Re: Water Bottles - purification system - recommendations?

PostPosted: Mon Aug 23, 2010 2:25 pm
by goneflyfishing
Thanks, Daniel, timely indeed! I should have asked a few days ago and I could have picked on up in Estes Park as well since we stayed there for 2 nights...

There seem to be different products with the same purpose, Katadyn being one of them (quite expensive compared to yours). I wonder if it is all the same system and what possible could justify the price differences.

Tight Lines, Karel

Re: Water Bottles - purification system - recommendations?

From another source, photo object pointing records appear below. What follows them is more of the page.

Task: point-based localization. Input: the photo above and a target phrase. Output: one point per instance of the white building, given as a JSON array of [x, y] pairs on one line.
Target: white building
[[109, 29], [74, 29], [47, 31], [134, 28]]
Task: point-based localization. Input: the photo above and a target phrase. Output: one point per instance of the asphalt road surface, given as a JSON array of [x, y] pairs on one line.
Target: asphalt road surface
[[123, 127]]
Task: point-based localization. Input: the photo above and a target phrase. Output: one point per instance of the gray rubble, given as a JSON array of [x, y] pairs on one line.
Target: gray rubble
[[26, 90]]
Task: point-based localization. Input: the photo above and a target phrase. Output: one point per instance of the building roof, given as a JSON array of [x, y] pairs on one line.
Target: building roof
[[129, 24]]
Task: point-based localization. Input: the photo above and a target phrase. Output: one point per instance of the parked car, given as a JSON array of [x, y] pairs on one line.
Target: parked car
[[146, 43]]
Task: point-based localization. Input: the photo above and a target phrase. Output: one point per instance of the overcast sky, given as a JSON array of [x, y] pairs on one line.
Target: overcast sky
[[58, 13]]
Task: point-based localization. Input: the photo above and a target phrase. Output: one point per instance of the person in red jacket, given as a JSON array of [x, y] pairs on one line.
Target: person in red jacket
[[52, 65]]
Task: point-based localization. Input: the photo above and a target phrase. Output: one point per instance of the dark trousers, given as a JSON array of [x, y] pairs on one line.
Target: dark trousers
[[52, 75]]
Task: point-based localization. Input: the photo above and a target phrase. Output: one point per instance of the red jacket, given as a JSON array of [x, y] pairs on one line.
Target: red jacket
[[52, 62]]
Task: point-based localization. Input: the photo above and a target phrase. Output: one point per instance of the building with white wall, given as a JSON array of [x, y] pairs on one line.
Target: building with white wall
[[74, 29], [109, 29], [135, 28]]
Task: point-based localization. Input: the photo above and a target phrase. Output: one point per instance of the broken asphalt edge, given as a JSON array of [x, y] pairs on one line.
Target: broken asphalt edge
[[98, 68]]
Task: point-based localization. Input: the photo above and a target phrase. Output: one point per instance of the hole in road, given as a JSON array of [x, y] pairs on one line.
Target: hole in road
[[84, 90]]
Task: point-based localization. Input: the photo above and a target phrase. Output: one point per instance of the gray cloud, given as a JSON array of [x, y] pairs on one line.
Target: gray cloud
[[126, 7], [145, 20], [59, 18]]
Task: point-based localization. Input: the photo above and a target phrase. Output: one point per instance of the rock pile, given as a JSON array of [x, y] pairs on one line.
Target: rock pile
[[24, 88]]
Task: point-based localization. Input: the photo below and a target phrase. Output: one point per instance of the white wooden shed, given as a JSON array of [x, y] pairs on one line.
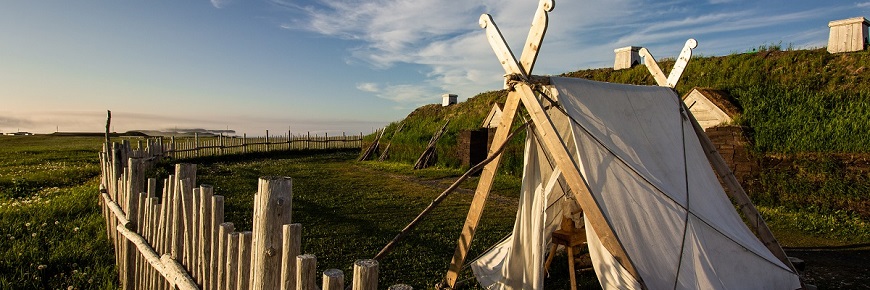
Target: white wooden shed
[[626, 57], [711, 107], [448, 99], [494, 118], [848, 35]]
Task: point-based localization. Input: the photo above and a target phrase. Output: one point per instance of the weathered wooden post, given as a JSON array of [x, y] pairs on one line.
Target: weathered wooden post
[[233, 261], [272, 209], [217, 220], [292, 242], [333, 279], [244, 271], [223, 244], [365, 274], [306, 268], [206, 228]]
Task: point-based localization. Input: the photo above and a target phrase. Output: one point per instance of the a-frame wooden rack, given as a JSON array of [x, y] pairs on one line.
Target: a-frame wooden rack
[[519, 81]]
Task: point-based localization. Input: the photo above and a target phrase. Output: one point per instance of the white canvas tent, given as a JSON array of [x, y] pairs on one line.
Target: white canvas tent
[[637, 163]]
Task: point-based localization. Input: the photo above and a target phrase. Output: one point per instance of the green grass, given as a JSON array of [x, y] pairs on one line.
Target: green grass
[[349, 210], [52, 235]]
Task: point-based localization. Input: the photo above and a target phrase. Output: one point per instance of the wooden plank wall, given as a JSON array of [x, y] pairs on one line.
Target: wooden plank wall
[[175, 236]]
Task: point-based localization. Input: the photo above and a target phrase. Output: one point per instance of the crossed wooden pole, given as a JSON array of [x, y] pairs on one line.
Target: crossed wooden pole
[[521, 92]]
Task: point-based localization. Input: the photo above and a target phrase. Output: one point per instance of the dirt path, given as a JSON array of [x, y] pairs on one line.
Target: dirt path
[[836, 268]]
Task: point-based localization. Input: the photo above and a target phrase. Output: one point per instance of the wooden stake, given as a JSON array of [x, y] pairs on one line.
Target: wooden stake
[[217, 220], [244, 271], [223, 244], [365, 275], [292, 241], [273, 209], [233, 261], [333, 279], [306, 266]]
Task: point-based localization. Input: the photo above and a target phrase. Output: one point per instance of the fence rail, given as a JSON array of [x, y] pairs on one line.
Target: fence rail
[[175, 236], [191, 147]]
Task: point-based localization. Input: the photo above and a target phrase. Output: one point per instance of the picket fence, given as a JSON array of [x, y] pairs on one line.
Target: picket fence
[[175, 237]]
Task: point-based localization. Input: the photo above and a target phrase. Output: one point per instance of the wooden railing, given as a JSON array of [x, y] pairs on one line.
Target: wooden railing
[[175, 237], [196, 146]]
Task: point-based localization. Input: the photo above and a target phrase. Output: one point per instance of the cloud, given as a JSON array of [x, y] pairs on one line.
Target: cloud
[[220, 3], [443, 36], [368, 87]]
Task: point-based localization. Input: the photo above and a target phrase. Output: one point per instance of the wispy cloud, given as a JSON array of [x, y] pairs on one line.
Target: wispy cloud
[[220, 3], [443, 36]]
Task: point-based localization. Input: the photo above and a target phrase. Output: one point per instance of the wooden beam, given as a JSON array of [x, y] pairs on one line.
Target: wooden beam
[[555, 145], [680, 64], [511, 66], [536, 36], [653, 67], [487, 176]]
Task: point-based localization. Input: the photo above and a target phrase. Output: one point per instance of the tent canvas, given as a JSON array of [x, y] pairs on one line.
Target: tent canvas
[[645, 167], [638, 164]]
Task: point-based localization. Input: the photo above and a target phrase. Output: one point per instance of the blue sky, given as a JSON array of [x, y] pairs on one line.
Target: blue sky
[[332, 65]]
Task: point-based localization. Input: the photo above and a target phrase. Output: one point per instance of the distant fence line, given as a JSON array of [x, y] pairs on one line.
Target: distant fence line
[[175, 237], [196, 146]]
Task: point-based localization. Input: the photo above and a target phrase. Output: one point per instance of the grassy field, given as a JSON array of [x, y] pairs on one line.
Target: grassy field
[[52, 235], [350, 210]]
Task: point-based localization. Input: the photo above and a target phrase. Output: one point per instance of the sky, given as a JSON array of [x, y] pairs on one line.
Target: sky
[[333, 66]]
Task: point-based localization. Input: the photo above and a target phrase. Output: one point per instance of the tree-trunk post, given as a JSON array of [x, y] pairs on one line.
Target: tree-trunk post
[[217, 220], [333, 279], [292, 241], [272, 209], [365, 275], [205, 229], [306, 268], [233, 261], [244, 271], [223, 244]]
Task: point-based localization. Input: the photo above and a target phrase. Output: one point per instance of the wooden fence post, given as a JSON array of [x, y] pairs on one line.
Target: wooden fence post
[[292, 236], [273, 204], [223, 244], [365, 275], [306, 268], [244, 270], [233, 261], [333, 279], [217, 221], [205, 229]]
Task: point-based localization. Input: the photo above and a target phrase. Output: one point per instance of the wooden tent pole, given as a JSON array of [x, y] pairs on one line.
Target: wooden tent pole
[[555, 145], [487, 176], [736, 192], [527, 62]]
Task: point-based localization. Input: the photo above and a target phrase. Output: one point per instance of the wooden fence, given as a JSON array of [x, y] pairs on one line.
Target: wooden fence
[[175, 236], [196, 146]]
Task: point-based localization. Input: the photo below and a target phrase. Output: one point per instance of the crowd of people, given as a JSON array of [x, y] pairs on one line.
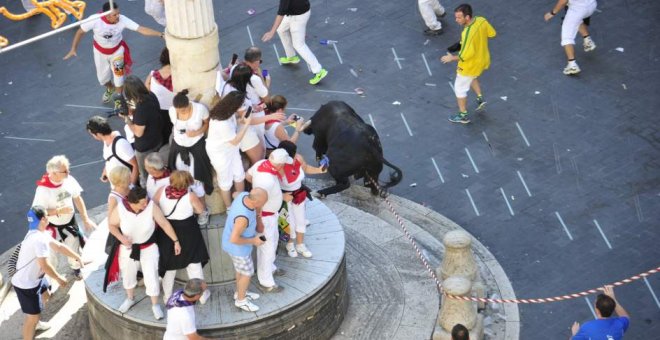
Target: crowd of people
[[175, 152]]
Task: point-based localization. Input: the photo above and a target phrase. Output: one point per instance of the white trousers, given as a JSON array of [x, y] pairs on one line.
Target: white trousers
[[148, 264], [430, 10], [573, 20], [266, 252], [72, 242], [156, 8], [110, 67], [194, 271], [292, 33], [296, 218]]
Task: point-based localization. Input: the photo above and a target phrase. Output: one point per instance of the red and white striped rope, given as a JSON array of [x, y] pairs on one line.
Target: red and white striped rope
[[478, 299]]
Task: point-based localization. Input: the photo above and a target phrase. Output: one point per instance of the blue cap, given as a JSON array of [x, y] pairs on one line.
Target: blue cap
[[33, 220]]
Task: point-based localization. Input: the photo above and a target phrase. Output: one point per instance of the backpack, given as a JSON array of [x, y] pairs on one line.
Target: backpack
[[114, 153]]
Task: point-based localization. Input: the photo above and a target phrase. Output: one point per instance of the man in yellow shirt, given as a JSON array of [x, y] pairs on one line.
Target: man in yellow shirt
[[473, 58]]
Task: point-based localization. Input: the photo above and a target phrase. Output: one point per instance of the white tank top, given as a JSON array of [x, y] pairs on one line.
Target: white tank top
[[139, 227], [165, 96], [182, 211], [271, 140], [292, 171]]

PostPosted: Mon Aug 23, 2010 9:10 pm
by Daniel @ Tenkara USA
There are a few factors for prices of filters; some may remove more unwanted stuff (virus/different bacteria) than others, some have higher water-flows, and other features/design/etc.
I just found one that seems interesting and versatile for camping as well as fishing: http://www.rei.com/product/778042

Re: Water Bottles - purification system - recommendations?

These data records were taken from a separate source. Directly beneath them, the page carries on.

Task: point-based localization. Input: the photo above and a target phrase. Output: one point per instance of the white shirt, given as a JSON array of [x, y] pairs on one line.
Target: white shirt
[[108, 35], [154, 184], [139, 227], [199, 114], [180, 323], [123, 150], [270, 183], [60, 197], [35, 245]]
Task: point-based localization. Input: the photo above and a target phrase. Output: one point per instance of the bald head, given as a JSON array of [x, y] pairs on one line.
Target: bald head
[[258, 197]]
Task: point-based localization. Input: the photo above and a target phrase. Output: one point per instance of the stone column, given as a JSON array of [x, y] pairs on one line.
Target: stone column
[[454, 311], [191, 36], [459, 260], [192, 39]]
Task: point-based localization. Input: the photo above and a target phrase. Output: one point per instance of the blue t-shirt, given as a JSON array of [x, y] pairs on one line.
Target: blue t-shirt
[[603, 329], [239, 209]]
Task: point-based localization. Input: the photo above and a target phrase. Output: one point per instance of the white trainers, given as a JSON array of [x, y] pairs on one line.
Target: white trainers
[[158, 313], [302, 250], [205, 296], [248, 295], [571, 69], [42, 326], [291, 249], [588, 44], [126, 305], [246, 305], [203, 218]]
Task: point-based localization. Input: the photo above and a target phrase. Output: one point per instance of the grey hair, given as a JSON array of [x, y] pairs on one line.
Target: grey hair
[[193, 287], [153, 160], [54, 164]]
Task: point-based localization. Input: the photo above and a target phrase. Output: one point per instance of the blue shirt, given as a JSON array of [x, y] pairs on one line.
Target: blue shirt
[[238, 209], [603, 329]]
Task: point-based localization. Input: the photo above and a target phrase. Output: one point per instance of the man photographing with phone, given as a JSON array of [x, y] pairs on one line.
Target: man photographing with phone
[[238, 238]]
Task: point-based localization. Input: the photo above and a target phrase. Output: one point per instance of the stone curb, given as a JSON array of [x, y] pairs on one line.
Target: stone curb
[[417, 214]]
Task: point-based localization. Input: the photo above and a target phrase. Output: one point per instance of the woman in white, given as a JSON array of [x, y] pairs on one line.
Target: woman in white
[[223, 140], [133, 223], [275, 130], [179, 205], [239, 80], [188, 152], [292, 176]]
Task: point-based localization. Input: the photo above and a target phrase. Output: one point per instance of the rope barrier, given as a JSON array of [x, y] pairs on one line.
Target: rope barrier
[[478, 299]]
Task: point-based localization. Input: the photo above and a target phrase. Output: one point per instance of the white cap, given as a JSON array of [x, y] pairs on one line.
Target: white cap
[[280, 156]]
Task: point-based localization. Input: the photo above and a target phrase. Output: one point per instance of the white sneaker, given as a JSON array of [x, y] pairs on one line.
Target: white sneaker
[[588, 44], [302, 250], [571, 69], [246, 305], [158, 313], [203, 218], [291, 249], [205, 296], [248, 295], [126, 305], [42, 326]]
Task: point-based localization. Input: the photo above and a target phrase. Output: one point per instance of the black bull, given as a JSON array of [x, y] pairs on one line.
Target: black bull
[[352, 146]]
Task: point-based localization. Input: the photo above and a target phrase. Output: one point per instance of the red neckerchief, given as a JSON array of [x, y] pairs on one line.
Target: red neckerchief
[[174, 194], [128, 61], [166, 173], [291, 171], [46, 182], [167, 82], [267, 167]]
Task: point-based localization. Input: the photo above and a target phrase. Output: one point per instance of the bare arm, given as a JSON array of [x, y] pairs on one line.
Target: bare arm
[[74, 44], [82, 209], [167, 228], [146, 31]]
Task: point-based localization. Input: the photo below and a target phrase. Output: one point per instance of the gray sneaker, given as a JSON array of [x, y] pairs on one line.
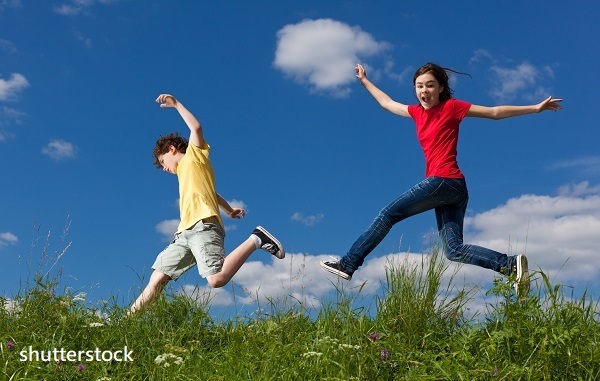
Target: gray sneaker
[[269, 243], [521, 269]]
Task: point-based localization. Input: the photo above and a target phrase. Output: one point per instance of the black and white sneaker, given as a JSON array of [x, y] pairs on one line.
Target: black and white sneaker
[[269, 243], [335, 267], [520, 267]]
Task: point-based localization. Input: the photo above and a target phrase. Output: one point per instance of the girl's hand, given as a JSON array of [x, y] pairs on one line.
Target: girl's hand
[[549, 103], [237, 213], [166, 100], [360, 72]]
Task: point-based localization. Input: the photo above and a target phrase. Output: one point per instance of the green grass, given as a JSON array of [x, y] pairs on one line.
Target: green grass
[[420, 331]]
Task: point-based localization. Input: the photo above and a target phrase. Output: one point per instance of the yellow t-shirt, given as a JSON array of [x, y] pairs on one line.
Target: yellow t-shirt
[[197, 194]]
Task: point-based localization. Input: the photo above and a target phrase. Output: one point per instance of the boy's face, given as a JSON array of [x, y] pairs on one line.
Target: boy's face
[[170, 160]]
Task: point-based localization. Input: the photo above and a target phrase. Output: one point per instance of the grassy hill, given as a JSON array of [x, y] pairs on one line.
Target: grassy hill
[[420, 331]]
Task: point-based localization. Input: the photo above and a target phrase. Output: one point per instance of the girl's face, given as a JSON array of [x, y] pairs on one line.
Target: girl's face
[[428, 90]]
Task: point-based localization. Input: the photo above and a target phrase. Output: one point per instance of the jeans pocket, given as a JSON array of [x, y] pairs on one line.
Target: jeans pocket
[[450, 192]]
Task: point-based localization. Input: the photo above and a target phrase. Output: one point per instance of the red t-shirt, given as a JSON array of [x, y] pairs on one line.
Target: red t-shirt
[[437, 131]]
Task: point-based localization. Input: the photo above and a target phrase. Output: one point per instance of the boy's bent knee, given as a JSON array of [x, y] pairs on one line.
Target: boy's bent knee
[[215, 282], [159, 278]]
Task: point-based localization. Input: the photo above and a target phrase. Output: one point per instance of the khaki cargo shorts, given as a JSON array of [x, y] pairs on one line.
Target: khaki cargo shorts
[[202, 244]]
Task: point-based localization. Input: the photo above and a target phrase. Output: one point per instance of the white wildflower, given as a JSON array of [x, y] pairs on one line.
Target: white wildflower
[[311, 354], [168, 359]]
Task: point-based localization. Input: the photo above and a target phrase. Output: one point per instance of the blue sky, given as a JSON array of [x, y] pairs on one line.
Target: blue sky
[[295, 139]]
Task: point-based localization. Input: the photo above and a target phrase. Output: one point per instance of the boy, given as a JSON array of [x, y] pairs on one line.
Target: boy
[[200, 234]]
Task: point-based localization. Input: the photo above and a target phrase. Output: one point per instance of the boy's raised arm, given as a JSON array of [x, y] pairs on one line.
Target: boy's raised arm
[[196, 136], [231, 212]]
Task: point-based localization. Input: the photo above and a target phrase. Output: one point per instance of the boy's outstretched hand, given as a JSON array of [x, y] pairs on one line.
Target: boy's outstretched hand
[[237, 213], [552, 104], [166, 100]]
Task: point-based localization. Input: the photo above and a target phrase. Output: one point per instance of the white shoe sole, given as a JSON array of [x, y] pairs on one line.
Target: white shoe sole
[[280, 253]]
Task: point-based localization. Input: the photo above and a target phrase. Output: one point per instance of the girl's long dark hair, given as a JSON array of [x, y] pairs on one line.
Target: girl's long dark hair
[[441, 75]]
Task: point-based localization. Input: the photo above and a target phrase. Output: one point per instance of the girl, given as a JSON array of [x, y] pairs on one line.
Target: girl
[[437, 118]]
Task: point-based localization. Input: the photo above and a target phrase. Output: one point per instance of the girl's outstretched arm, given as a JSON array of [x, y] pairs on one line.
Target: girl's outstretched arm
[[382, 98], [501, 112]]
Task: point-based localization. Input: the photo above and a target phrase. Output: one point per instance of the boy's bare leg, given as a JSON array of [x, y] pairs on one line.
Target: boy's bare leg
[[157, 283], [232, 264]]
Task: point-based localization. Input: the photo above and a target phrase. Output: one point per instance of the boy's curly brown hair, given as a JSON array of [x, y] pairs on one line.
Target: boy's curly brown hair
[[164, 142]]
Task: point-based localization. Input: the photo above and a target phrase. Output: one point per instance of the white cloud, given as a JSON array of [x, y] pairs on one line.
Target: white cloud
[[307, 220], [323, 52], [523, 79], [59, 149], [8, 238], [559, 234], [83, 39], [77, 7], [588, 165], [9, 88]]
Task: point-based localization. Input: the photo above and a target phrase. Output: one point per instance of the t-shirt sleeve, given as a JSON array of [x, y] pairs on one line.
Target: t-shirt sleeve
[[460, 108], [411, 110]]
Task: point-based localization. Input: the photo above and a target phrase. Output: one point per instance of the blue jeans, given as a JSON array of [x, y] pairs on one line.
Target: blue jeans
[[449, 198]]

PostPosted: Tue Aug 24, 2010 8:34 am
by grampa
I use two systems, depending on where I am and what I'm doing.

If I'm backpacking in an area with limited water access, I use a filter system with 3 liter water bags. I can set it up at a water hole or creek, make a snack, and 20 minutes later, I'm rested, re-fueled, and the water is ready. The filter removes bacteria, cysts and protozoa down to 0.02 microns. Viruses (if any) remain. If I'm in a high human use area where viruses are a concern, I treat with a form of chlorine (15 minutes).

But if the water access is frequent on a backpack trip, or if I'm just fishing for the day, I take a one liter Nalgene and my Steripen. The Steripen kills all bacteria, cysts, protozoa and viruses in 1 1/2 minutes.

Both systems are pretty lightweight, but the Steripen is nicer for day long fishing trips.

Re: Water Bottles - purification system - recommendations?

PostPosted: Fri Sep 10, 2010 2:27 pm
by tnitz
Decided last weekend that I have developed a distaste for the iodine flavor of my Pur (now Katadyn) Voyageur. Maybe I just need a new charcoal filter, I don't know, but it seems like there's better options.

It sounds like you already know much about the Steripen, I am curious why you do not use it more - and remind me, does it resolve giardia?

After a few bottles of filtered water I gave up and drank it "fresh" - my coffee and tea tasted alot better.

Is your other system gravity fed?

Re: Water Bottles - purification system - recommendations?

PostPosted: Fri Sep 10, 2010 4:22 pm
by Berner9
Want it simple like tenkara?

http://www.backpackinglight.com/cgi-bin ... ilter.html

Even has a video from Jason Klass if you scroll down a little.

Re: Water Bottles - purification system - recommendations?

PostPosted: Fri Sep 10, 2010 6:03 pm
by grampa
tnitz wrote:Decided last weekend that I have developed a distaste for the iodine flavor of my Pur (now Katadyn) Voyageur. Maybe I just need a new charcoal filter, I don't know, but it seems like there's better options.

It sounds like you already know much about the Steripen, I am curious why you do not use it more - and remind me, does it resolve giardia?

After a few bottles of filtered water I gave up and drank it "fresh" - my coffee and tea tasted alot better.

Is your other system gravity fed?


Yes, the Steripen kills giardia, along with all other pathogens, including viruses.

It does not remove things like metals, chemical toxins, etc. It's not a filter. It doesn't change the taste. It just kills the nasty critters.

Re: Water Bottles - purification system - recommendations?

PostPosted: Mon Sep 13, 2010 10:04 am
by tnitz
Thanks guys. Sounds like the thing to do is to find a small, simple, filter combined with steripen.

Re: Water Bottles - purification system - recommendations?

PostPosted: Mon Sep 13, 2010 11:55 am
by goneflyfishing
I just got back from a high country trip in RMNP and was using my new Aquamira Filter Bottle. Love the convenience of the filter bottle, but the filter is slooow. Almost annoying how slow the water is filtered even with pressure (squeezing the bottle). It is a bit faster if the filter has been wet and used a bit but still. Maybe not the product for someone who is very thirsty, but it works. You just need to slow down and focus on drinking.